Fanaki also argues class action on behalf of indirect purchasers could lead to “double recovery.”

“In practical terms, permitting direct purchasers to recover all of the alleged overcharge while at the same time giving indirect purchasers the right to sue for damages in relation to the very same overcharge means that a defendant could face liability in respect of the same loss at least twice to different plaintiffs.”

“Nobody is looking for more than recovery on the basis of what the overcharge was,” says J.J. Camp. “Not a single person in Canada has ever argued in favour of multiple damages. What we ask is that the whole of the overcharge be disgorged and disgorged only once and that it be distributed to the people who paid the overcharge.”  He charges “it defies logic,” to say consumers and other indirect purchasers don’t have a cause of action in these cases.

“The indirect purchasers are almost invariably the ones who suffer the harm, that is to say they pay the overcharge,” he says. “The people who fix prices get away with it for years and years on many of these price-fixing cases and who knows how many of these cases we actually find out about. The scholarship in this area suggests it’s as few as one in six that gets uncovered. The U.S. goes after these companies with a vengeance. We don’t do that in Canada.”
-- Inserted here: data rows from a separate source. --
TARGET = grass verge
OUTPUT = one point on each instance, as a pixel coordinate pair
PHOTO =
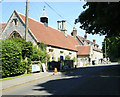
(8, 78)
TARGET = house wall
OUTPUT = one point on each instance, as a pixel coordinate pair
(97, 55)
(20, 28)
(82, 59)
(57, 52)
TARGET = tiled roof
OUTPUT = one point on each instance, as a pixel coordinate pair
(97, 49)
(50, 36)
(2, 26)
(83, 50)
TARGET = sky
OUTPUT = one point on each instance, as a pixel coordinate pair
(60, 10)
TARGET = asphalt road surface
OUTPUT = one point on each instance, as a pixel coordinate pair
(98, 80)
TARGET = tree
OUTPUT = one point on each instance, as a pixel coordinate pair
(100, 18)
(112, 47)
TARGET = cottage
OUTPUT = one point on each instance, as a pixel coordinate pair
(59, 43)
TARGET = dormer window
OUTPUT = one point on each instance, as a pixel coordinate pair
(15, 21)
(15, 34)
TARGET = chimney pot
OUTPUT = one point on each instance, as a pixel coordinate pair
(63, 24)
(74, 33)
(59, 25)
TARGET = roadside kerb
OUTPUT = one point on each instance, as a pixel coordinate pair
(23, 80)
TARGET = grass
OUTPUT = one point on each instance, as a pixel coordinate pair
(8, 78)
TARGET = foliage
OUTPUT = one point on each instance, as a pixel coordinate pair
(42, 46)
(100, 18)
(40, 54)
(12, 63)
(17, 55)
(74, 59)
(67, 57)
(112, 47)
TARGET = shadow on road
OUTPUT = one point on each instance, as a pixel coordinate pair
(85, 81)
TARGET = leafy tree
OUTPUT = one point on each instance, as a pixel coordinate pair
(67, 57)
(100, 18)
(112, 47)
(12, 63)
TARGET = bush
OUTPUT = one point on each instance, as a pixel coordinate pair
(11, 58)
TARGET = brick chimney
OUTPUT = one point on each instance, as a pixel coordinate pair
(63, 28)
(94, 41)
(85, 36)
(59, 25)
(74, 32)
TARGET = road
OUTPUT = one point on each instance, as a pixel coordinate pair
(98, 80)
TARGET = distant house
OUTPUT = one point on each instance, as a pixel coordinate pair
(59, 43)
(88, 52)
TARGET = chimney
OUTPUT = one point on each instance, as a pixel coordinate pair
(63, 24)
(63, 28)
(44, 18)
(59, 25)
(85, 36)
(94, 41)
(74, 33)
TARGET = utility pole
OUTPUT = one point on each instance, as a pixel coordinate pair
(26, 28)
(105, 51)
(26, 20)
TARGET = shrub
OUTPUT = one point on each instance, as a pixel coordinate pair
(11, 58)
(67, 57)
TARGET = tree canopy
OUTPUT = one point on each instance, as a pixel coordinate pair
(100, 18)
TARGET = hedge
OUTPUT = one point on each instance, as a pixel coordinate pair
(14, 54)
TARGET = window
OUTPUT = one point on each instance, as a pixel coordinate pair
(15, 34)
(15, 21)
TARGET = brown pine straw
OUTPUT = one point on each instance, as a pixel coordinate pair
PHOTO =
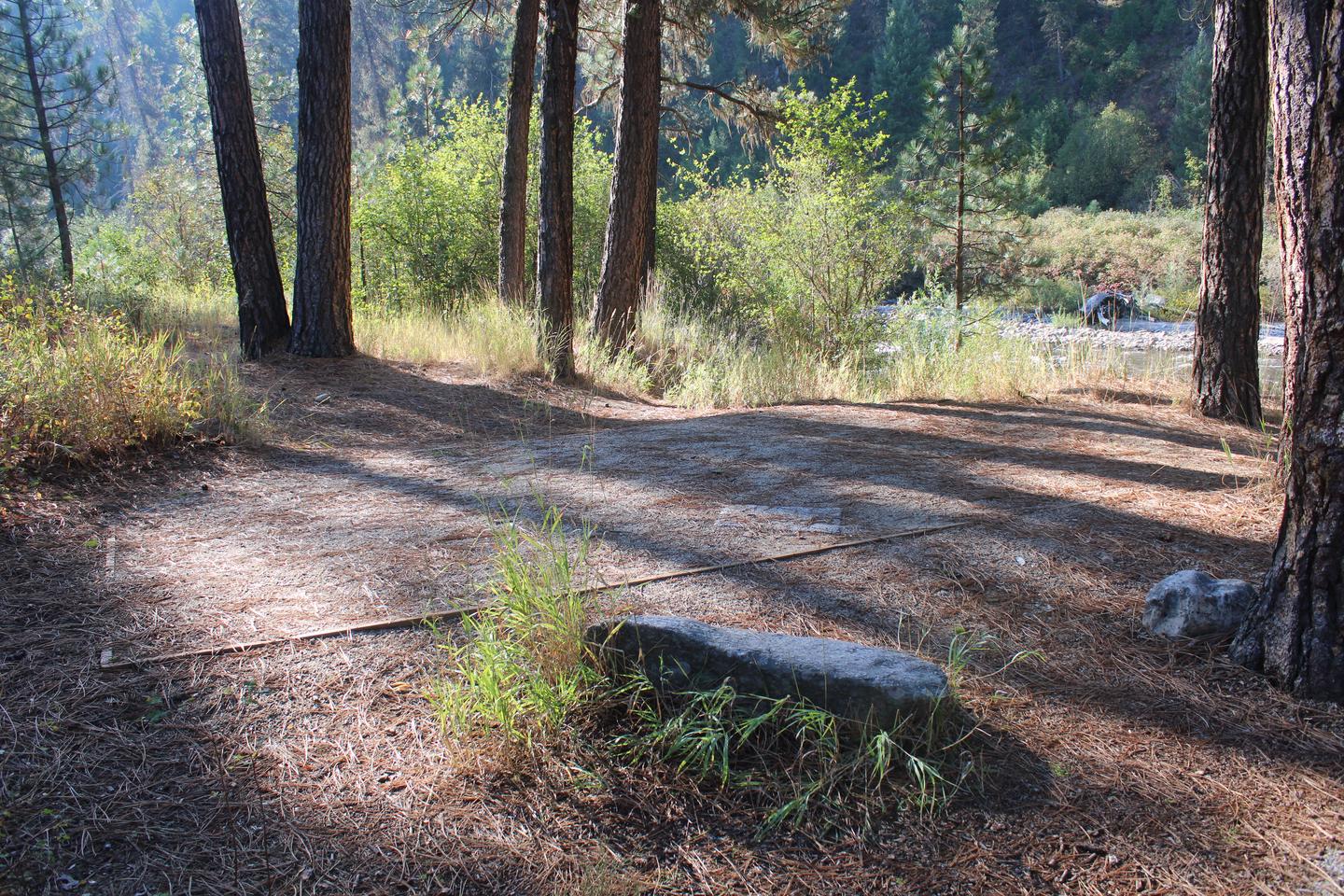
(455, 613)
Camp says it is his understanding that the Competition Bureau – which investigates cases like this – is under-resourced and not able to aggressively pursue many cartelists.  “For instance, a vitamins case I had many years ago in conjunction with other lawyers across Canada, they prosecuted those multinational, international price-fixing firms and they recovered $100 million in fines. None of that money stayed with the Competition Bureau. It all went into the general coffers of the government. Yet the Competition Bureau is stretched for staffing and resources to do further prosecutions.”
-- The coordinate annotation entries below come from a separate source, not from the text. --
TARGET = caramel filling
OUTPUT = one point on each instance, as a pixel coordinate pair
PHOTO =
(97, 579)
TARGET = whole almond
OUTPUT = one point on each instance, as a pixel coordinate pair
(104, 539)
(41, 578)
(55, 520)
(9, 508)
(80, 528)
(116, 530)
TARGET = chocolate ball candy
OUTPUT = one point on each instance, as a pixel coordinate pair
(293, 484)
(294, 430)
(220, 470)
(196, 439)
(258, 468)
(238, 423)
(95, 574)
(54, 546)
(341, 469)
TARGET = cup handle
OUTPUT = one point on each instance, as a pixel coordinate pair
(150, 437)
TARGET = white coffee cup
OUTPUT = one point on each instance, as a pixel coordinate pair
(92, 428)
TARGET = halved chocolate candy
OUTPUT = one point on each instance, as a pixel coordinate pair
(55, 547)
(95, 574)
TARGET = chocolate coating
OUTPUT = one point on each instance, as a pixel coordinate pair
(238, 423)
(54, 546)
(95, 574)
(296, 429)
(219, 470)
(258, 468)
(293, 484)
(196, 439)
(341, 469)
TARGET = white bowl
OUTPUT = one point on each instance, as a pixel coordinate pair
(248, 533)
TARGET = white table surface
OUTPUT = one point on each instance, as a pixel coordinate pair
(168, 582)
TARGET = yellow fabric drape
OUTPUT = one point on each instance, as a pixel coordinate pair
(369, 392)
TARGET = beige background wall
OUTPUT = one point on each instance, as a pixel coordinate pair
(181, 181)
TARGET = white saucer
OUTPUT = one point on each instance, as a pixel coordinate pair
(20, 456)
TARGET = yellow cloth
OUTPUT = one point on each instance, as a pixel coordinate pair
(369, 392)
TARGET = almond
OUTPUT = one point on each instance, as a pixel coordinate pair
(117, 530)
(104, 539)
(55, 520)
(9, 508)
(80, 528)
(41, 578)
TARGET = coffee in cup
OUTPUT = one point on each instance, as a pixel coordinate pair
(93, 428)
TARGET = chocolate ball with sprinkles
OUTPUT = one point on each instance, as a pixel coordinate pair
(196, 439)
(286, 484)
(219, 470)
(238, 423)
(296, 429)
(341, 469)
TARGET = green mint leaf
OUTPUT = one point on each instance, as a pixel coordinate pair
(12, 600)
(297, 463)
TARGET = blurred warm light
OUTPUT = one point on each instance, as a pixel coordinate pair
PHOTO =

Fanaki says in class actions involving indirect purchasers, it is typical that “consumers receive nothing. These settlements typically involvecy-près payments. Those are payments that are made to charities and other associations in lieu of payments being made to consumers. The reason that is happening is because it is too difficult to determine whether indirect purchasers have actually suffered a loss.”

Ultimately the Supreme Court of Canada will have to settle this legal debate. In the meantime, J.J. Camp says he is moving forward in a case in which the Competition Bureau is investigating chocolate companies Mars, Cadbury, Nestle and Hershey in an alleged price-fixing action.
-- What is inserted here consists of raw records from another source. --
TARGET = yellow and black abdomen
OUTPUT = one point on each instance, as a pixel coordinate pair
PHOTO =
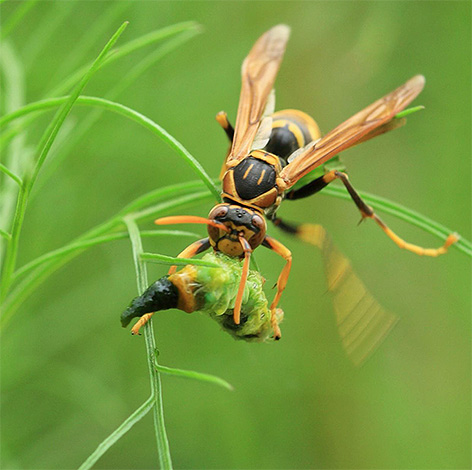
(291, 130)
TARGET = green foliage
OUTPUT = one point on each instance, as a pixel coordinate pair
(372, 424)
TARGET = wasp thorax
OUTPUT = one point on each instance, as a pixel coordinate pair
(240, 222)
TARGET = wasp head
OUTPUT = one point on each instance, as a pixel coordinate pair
(240, 221)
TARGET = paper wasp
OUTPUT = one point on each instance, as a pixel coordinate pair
(270, 152)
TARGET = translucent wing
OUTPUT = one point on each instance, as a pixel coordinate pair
(264, 130)
(258, 76)
(362, 322)
(373, 120)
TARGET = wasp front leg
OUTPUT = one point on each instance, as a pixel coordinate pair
(281, 250)
(367, 212)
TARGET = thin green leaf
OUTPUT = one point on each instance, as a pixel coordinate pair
(118, 433)
(12, 175)
(165, 461)
(170, 260)
(30, 283)
(408, 111)
(4, 234)
(43, 149)
(125, 81)
(191, 374)
(127, 49)
(9, 25)
(82, 245)
(133, 115)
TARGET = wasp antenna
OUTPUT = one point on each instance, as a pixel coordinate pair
(190, 219)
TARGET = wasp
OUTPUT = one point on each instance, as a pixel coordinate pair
(270, 152)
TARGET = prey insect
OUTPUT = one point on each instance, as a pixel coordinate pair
(270, 153)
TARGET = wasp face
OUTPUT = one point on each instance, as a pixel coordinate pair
(241, 221)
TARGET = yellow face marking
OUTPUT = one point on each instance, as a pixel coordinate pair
(247, 171)
(261, 177)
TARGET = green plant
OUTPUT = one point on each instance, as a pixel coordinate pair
(18, 283)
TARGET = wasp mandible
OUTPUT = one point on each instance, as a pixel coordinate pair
(270, 152)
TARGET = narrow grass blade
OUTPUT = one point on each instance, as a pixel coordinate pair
(12, 175)
(5, 235)
(10, 24)
(118, 433)
(127, 49)
(31, 282)
(85, 124)
(81, 245)
(133, 115)
(165, 461)
(408, 111)
(191, 374)
(169, 260)
(43, 149)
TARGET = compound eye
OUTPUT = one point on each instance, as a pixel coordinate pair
(258, 222)
(218, 212)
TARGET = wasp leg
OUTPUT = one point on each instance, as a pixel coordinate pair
(362, 322)
(192, 250)
(368, 212)
(281, 250)
(222, 119)
(242, 284)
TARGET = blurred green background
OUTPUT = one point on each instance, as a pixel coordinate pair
(71, 374)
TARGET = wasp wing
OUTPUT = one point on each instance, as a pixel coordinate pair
(258, 76)
(362, 322)
(371, 121)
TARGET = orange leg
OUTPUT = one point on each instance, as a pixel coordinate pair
(368, 212)
(281, 250)
(242, 284)
(194, 249)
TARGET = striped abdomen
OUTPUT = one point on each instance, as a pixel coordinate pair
(291, 130)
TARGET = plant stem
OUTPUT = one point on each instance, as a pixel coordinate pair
(43, 149)
(165, 461)
(129, 113)
(118, 433)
“We’ve settled at just over $20 million against the companies that allegedly fixed prices. We’re moving to get the settlement approved and we’re moving to get the distribution protocol approved. But we do have a guideline in our distribution that 75 per cent of the settlement monies remaining after legal fees and expenses will go to consumers,” he says. “It has to be a cheque worth cutting; you don’t have to prove receipts – you have to file a sworn declaration that you consumed ‘X’ amount of chocolate over the two years or more that these prices were fixed and you’ll get a cheque.”

Becky Rynor is a freelance journalist in Ottawa.